BSS
  23 Sep 2021, 08:54

62 children died in NE Syria camp this year: report

  BEIRUT, Sept 23, 2021 (BSS/AFP) - Two children die every week in Al-Hol,
one of the overcrowded Syrian camps where families with suspected links to
the Islamic State group are stranded, Save the Children said Thursday.

   The charity said many countries, including EU states, were abandoning
thousands of children in their desert limbo, vulnerable to violence, fires,
malnutrition and illness.

   Save the Children said a total of 40,000 children from 60 different
countries were living in dire conditions in the camps of Roj and Al-Hol in
northeastern Syria.

   "Many of the world's richest countries have failed to bring home the
majority of their children stuck in" the two displacement camps, the group
said in a statement.

   It said 62 children had died of various causes so far this year, including
violence, disease and accidents.

   Save the Children said a total of 73 people, including two children, were
murdered in Al-Hol alone so far this year.

   The remote camps managed by the Kurdish forces that control the area were
meant to house the families of men who had been detained over suspected ties
to the Islamic State group.

   However they also hold many families who simply fled IS occupation of
their homes in Iraq and Syria. Some have been there for more than four years.

   Save the Children interviewed several children trapped behind the fences
of Al-Hol, where they live like prisoners and from which their governments
are unwilling to repatriate them.

   "I cannot endure this life any more. We do nothing but wait," said one 11-
year-old Lebanese girl who was interviewed in May and was since reportedly
killed during a failed escape attempt in a water truck.

   The charity said France had 320 children held in both camps but had only
repatriated 35. The United Kingdom has 60 and only brought four home.

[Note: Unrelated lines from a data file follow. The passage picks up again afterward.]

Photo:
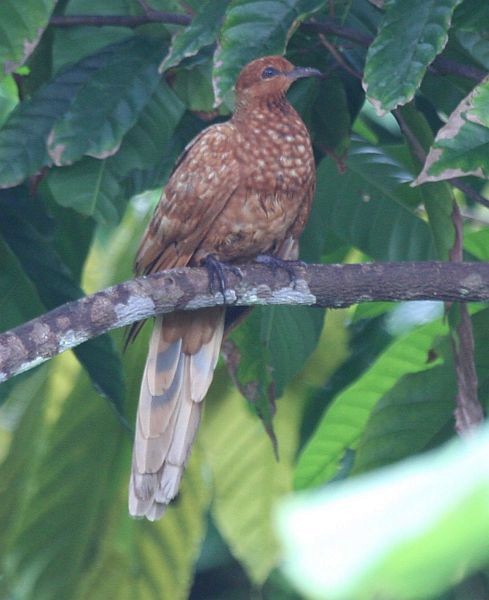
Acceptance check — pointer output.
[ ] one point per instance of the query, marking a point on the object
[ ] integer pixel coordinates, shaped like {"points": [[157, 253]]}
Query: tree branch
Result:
{"points": [[327, 27], [332, 286]]}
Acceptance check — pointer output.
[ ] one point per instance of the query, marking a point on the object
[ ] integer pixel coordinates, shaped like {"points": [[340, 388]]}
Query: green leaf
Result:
{"points": [[21, 27], [97, 187], [252, 29], [268, 350], [9, 98], [55, 286], [461, 145], [405, 532], [32, 120], [248, 480], [200, 33], [410, 37], [332, 135], [438, 197], [407, 418], [346, 418], [68, 493], [375, 190], [119, 91]]}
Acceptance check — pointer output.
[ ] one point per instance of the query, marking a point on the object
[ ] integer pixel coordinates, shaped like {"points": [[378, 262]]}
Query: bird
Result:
{"points": [[241, 189]]}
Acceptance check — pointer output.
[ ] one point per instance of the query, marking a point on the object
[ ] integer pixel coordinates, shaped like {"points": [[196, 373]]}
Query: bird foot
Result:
{"points": [[217, 274], [275, 263]]}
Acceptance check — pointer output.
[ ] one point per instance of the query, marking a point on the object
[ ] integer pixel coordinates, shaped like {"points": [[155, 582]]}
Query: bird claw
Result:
{"points": [[274, 263], [217, 274]]}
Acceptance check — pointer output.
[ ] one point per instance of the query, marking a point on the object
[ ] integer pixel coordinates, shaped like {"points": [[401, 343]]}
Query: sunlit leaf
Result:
{"points": [[200, 33], [461, 145], [249, 31], [375, 190], [120, 91], [345, 419], [404, 532]]}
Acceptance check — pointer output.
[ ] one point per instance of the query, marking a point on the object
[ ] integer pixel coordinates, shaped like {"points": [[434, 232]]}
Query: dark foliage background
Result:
{"points": [[97, 100]]}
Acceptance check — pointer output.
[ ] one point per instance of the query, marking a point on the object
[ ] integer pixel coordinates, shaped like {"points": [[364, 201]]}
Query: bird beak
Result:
{"points": [[300, 72]]}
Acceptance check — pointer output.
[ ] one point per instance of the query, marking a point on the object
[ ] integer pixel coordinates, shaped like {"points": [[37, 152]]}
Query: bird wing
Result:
{"points": [[205, 178]]}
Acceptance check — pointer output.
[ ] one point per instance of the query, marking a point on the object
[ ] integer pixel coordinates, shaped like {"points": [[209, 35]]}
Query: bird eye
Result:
{"points": [[269, 72]]}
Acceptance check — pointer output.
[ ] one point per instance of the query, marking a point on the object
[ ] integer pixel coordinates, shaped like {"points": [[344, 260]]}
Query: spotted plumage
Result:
{"points": [[242, 188]]}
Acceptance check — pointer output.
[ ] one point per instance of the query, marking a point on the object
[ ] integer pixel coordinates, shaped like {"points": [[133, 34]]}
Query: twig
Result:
{"points": [[339, 58], [187, 289], [468, 410], [120, 20]]}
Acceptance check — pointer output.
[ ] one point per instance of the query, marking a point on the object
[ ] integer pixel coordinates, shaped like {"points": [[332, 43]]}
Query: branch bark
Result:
{"points": [[333, 286]]}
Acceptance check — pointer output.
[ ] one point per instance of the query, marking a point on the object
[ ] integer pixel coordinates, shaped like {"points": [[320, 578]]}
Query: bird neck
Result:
{"points": [[272, 105]]}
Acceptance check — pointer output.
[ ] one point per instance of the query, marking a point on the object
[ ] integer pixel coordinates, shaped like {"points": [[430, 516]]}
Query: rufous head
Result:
{"points": [[269, 76]]}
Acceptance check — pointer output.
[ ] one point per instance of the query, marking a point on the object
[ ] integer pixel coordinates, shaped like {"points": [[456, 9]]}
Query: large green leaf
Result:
{"points": [[97, 187], [252, 29], [55, 285], [407, 418], [23, 137], [375, 191], [470, 20], [201, 32], [405, 532], [410, 37], [461, 145], [269, 349], [68, 493], [119, 91], [345, 420], [21, 27], [248, 481], [9, 97]]}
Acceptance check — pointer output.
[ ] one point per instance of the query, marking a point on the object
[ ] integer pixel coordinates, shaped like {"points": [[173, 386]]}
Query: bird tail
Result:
{"points": [[183, 353]]}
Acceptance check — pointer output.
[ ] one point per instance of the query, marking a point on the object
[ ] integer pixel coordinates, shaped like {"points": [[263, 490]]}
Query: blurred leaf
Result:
{"points": [[410, 36], [404, 532], [470, 20], [21, 27], [267, 350], [200, 33], [27, 401], [194, 87], [55, 286], [461, 146], [375, 190], [19, 301], [248, 480], [407, 418], [71, 44], [438, 197], [120, 91], [97, 187], [23, 137], [477, 243], [63, 514], [346, 418], [252, 29], [9, 97]]}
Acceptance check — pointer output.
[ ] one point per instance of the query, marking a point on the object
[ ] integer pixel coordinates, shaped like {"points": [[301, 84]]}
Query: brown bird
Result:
{"points": [[242, 188]]}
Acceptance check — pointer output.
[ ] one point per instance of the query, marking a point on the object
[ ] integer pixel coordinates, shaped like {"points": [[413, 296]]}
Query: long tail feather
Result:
{"points": [[183, 353]]}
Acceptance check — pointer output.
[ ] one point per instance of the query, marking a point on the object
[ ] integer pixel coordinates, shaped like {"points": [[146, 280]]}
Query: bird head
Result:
{"points": [[268, 77]]}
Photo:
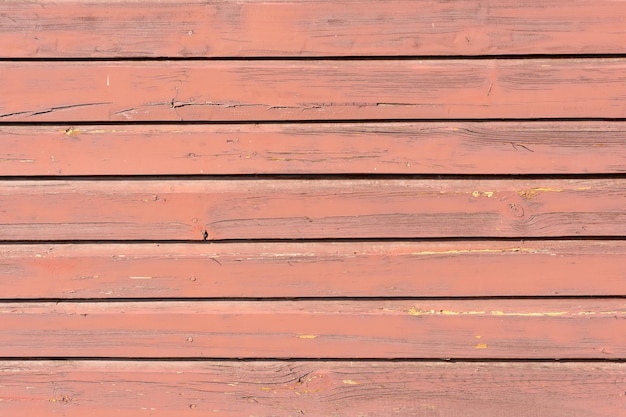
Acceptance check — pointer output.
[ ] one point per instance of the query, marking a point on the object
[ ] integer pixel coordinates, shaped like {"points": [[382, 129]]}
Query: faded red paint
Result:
{"points": [[311, 90], [355, 269], [167, 389], [112, 298], [275, 209], [562, 329], [329, 148], [309, 28]]}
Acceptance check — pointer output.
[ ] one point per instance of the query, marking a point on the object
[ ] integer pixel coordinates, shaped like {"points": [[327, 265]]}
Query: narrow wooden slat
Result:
{"points": [[346, 148], [583, 329], [356, 269], [284, 209], [44, 29], [311, 90], [127, 389]]}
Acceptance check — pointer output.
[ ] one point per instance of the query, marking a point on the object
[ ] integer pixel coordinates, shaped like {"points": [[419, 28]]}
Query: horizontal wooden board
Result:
{"points": [[355, 269], [292, 209], [552, 328], [44, 29], [344, 148], [311, 90], [369, 389]]}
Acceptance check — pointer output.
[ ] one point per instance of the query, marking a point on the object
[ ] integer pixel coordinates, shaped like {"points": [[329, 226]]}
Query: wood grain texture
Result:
{"points": [[295, 209], [553, 328], [78, 29], [311, 90], [355, 269], [344, 148], [74, 388]]}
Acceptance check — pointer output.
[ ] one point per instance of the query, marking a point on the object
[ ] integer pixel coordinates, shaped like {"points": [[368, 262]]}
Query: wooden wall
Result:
{"points": [[298, 207]]}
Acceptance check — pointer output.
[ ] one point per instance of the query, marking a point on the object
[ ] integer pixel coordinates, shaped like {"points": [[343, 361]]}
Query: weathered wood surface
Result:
{"points": [[311, 90], [300, 28], [128, 389], [329, 269], [345, 148], [512, 329], [292, 209]]}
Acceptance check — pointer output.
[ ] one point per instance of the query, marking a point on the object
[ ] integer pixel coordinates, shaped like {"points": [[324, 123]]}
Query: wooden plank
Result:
{"points": [[355, 269], [311, 90], [78, 29], [344, 148], [291, 209], [554, 329], [74, 388]]}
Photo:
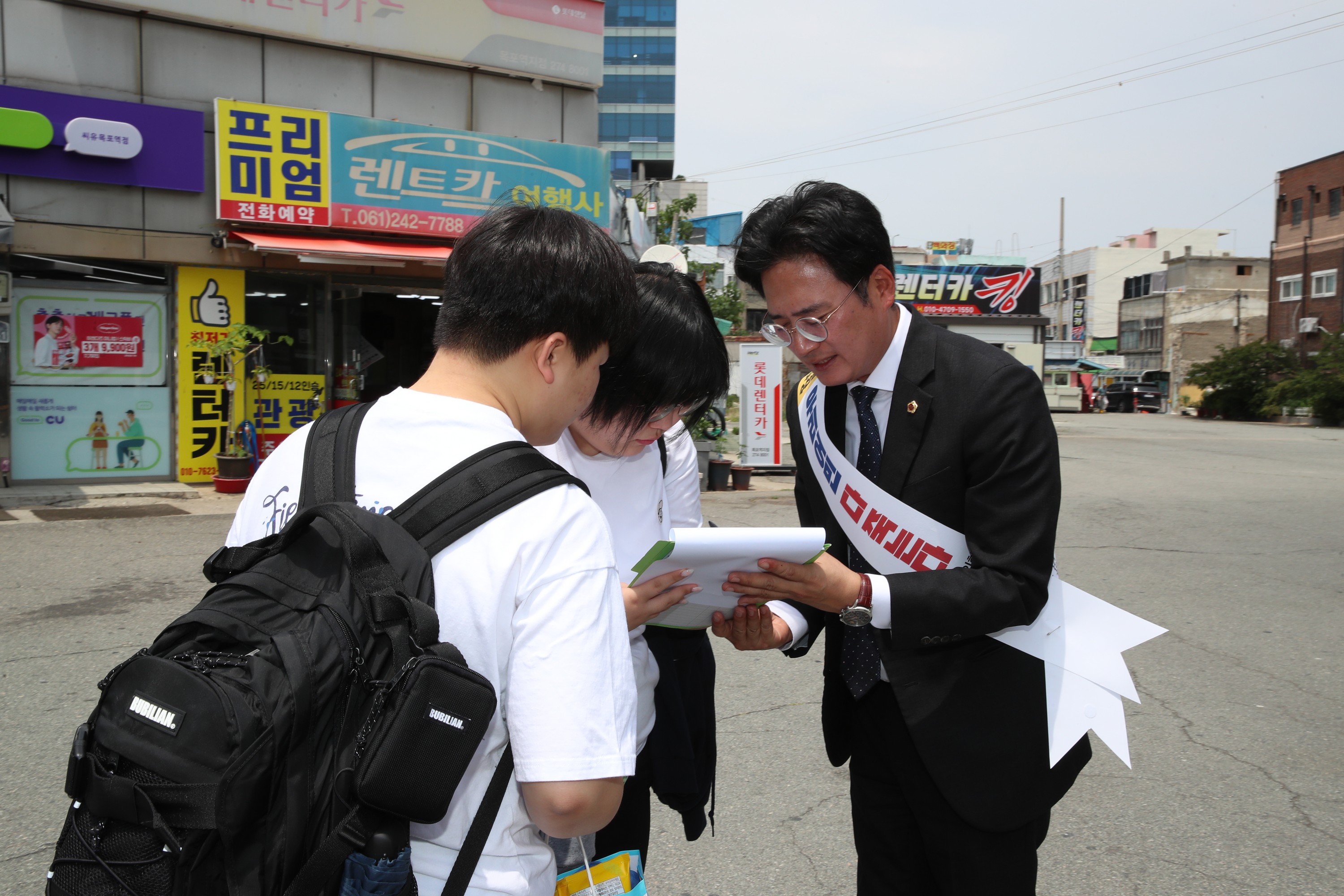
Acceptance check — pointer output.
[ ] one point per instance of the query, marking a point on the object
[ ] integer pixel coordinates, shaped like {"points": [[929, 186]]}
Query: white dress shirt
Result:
{"points": [[883, 378]]}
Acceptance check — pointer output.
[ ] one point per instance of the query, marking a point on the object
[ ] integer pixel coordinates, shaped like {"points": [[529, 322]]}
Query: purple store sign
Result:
{"points": [[105, 142]]}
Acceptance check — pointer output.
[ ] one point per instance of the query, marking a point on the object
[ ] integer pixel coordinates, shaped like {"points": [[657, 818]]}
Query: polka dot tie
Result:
{"points": [[861, 663]]}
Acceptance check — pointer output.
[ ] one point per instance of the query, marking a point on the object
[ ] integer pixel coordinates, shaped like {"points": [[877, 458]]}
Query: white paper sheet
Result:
{"points": [[714, 552], [1074, 704]]}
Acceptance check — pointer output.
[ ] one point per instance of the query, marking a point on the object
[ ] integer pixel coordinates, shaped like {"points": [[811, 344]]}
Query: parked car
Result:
{"points": [[1131, 398]]}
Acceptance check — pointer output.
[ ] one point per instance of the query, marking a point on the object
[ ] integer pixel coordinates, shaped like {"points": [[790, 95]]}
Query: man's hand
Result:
{"points": [[826, 585], [650, 598], [753, 628]]}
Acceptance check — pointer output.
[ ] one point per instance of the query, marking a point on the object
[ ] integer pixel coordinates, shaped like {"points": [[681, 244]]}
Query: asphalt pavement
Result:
{"points": [[1228, 534]]}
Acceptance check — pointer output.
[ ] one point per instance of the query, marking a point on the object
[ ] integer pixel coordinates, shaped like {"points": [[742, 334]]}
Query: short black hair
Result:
{"points": [[838, 225], [675, 357], [523, 273]]}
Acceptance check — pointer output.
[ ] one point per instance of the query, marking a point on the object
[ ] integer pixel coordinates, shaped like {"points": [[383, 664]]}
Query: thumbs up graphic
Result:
{"points": [[210, 308]]}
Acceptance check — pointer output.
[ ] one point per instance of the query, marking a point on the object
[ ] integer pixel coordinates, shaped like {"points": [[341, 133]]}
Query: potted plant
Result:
{"points": [[230, 355], [742, 477], [706, 435]]}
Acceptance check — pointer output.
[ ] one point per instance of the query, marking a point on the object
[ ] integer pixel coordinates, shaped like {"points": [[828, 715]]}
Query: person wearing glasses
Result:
{"points": [[944, 727], [635, 453]]}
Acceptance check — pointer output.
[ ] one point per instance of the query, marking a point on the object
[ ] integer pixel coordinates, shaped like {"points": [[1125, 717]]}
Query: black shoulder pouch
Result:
{"points": [[418, 749]]}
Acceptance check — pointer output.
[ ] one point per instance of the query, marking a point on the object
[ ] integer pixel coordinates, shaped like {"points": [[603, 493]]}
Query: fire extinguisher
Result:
{"points": [[350, 382]]}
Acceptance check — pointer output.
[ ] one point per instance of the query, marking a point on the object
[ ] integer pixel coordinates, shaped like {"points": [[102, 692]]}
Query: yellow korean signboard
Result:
{"points": [[283, 166], [273, 163], [209, 302]]}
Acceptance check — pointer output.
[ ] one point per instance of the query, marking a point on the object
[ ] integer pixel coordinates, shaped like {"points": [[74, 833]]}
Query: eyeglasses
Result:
{"points": [[810, 328], [681, 410]]}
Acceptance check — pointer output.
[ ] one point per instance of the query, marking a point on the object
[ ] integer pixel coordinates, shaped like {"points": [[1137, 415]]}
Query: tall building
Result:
{"points": [[638, 101], [1308, 254]]}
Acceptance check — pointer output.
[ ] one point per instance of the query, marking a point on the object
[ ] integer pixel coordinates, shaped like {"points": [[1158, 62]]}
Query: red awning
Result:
{"points": [[331, 250]]}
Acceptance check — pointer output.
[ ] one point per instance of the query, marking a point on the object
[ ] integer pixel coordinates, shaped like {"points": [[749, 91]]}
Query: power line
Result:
{"points": [[1030, 131], [988, 112]]}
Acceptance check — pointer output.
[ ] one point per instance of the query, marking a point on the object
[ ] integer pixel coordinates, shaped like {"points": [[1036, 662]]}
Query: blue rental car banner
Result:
{"points": [[398, 178]]}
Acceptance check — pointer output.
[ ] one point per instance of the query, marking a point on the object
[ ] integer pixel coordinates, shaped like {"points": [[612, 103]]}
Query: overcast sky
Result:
{"points": [[758, 80]]}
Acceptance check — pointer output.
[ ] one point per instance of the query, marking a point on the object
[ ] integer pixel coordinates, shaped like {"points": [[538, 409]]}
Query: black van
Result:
{"points": [[1132, 398]]}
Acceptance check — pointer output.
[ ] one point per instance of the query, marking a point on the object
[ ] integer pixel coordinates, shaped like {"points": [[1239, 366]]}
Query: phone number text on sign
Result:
{"points": [[410, 222]]}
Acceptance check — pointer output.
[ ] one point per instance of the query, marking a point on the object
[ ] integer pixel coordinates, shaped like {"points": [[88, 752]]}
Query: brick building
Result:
{"points": [[1308, 254]]}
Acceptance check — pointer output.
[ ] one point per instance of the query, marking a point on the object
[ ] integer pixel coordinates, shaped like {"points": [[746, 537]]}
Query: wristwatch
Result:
{"points": [[861, 613]]}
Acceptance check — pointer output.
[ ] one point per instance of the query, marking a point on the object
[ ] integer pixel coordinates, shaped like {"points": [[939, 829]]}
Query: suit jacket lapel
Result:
{"points": [[834, 414], [910, 406]]}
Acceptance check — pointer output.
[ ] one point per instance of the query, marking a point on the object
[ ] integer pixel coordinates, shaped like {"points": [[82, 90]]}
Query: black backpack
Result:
{"points": [[306, 708]]}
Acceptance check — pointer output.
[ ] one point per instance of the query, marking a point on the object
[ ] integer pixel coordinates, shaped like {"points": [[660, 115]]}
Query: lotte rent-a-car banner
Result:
{"points": [[284, 166], [969, 289]]}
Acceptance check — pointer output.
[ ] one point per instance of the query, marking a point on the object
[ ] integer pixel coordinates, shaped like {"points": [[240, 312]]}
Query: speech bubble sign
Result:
{"points": [[103, 138]]}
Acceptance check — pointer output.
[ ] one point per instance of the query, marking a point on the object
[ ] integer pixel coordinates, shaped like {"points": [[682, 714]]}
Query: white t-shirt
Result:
{"points": [[533, 601], [46, 353], [642, 507]]}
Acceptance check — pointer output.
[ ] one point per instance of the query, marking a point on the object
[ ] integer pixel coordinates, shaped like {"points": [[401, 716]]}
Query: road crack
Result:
{"points": [[1295, 798]]}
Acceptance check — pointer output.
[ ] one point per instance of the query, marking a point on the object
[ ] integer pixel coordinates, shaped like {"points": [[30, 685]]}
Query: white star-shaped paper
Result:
{"points": [[1081, 638]]}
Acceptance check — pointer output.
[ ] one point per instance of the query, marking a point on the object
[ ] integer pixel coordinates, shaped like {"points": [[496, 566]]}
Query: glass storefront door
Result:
{"points": [[385, 339]]}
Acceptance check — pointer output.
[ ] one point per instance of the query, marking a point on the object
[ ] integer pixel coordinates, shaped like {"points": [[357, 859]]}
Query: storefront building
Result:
{"points": [[178, 172]]}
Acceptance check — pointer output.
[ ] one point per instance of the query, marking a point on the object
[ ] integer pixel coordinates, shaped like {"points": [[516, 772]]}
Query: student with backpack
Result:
{"points": [[635, 453], [449, 672], [531, 598]]}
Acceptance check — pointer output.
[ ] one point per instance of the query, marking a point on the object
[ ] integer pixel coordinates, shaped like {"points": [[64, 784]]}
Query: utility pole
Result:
{"points": [[1060, 288]]}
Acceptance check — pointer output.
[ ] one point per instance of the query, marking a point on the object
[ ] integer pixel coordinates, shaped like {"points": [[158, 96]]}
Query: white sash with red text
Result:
{"points": [[1080, 636]]}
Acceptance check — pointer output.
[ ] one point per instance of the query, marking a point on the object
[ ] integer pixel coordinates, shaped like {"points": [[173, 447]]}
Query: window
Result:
{"points": [[1142, 324], [639, 52], [1135, 287], [633, 127], [1323, 284], [638, 89], [651, 14]]}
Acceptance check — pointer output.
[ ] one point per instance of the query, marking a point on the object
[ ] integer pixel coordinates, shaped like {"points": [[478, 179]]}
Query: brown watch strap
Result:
{"points": [[865, 591]]}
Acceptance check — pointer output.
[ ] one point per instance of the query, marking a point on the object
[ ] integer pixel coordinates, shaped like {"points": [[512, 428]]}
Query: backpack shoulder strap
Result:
{"points": [[330, 456], [476, 491]]}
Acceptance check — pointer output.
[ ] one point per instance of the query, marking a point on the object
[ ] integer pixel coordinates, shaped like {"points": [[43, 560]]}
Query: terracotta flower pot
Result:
{"points": [[234, 468]]}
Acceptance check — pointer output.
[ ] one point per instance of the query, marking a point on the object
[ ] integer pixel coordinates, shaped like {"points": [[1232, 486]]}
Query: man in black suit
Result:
{"points": [[943, 726]]}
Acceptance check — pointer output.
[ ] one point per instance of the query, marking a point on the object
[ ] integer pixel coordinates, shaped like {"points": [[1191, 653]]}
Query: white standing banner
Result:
{"points": [[762, 405], [1078, 636]]}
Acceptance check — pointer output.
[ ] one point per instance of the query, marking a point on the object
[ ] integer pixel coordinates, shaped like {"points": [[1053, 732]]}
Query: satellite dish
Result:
{"points": [[666, 256]]}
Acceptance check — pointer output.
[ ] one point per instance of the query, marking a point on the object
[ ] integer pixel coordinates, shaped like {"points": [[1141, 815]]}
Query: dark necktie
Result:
{"points": [[861, 660]]}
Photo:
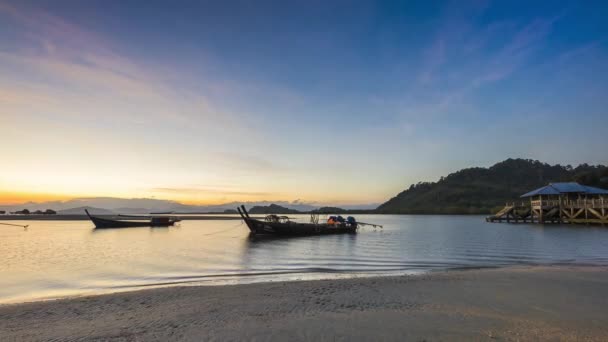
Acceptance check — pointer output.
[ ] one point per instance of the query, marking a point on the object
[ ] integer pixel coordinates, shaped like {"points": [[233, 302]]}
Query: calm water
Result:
{"points": [[62, 258]]}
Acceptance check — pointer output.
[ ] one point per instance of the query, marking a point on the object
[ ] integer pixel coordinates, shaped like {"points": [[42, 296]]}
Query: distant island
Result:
{"points": [[481, 190], [475, 190]]}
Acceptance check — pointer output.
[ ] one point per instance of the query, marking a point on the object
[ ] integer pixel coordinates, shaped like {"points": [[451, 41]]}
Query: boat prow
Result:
{"points": [[281, 225], [102, 223]]}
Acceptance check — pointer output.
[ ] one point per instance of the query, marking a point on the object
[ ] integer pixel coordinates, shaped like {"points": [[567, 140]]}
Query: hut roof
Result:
{"points": [[566, 188]]}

   "What we are seeing here is governments simply abandoning children, who
are first and foremost victims of conflict," said Sonia Khush, director of
Save the Children's Syria response. She said 83 percent of repatriation
operations so far had been to Uzbekistan, Kosovo, Kazakhstan and Russia.

   The Kurdish authorities running the area consistently said they did not
have the capacity to organise trials for all the detained foreign suspects
nor support their families.

   France and other Western countries have been wary of the impact mass
repatriations could have on domestic security and public opinion.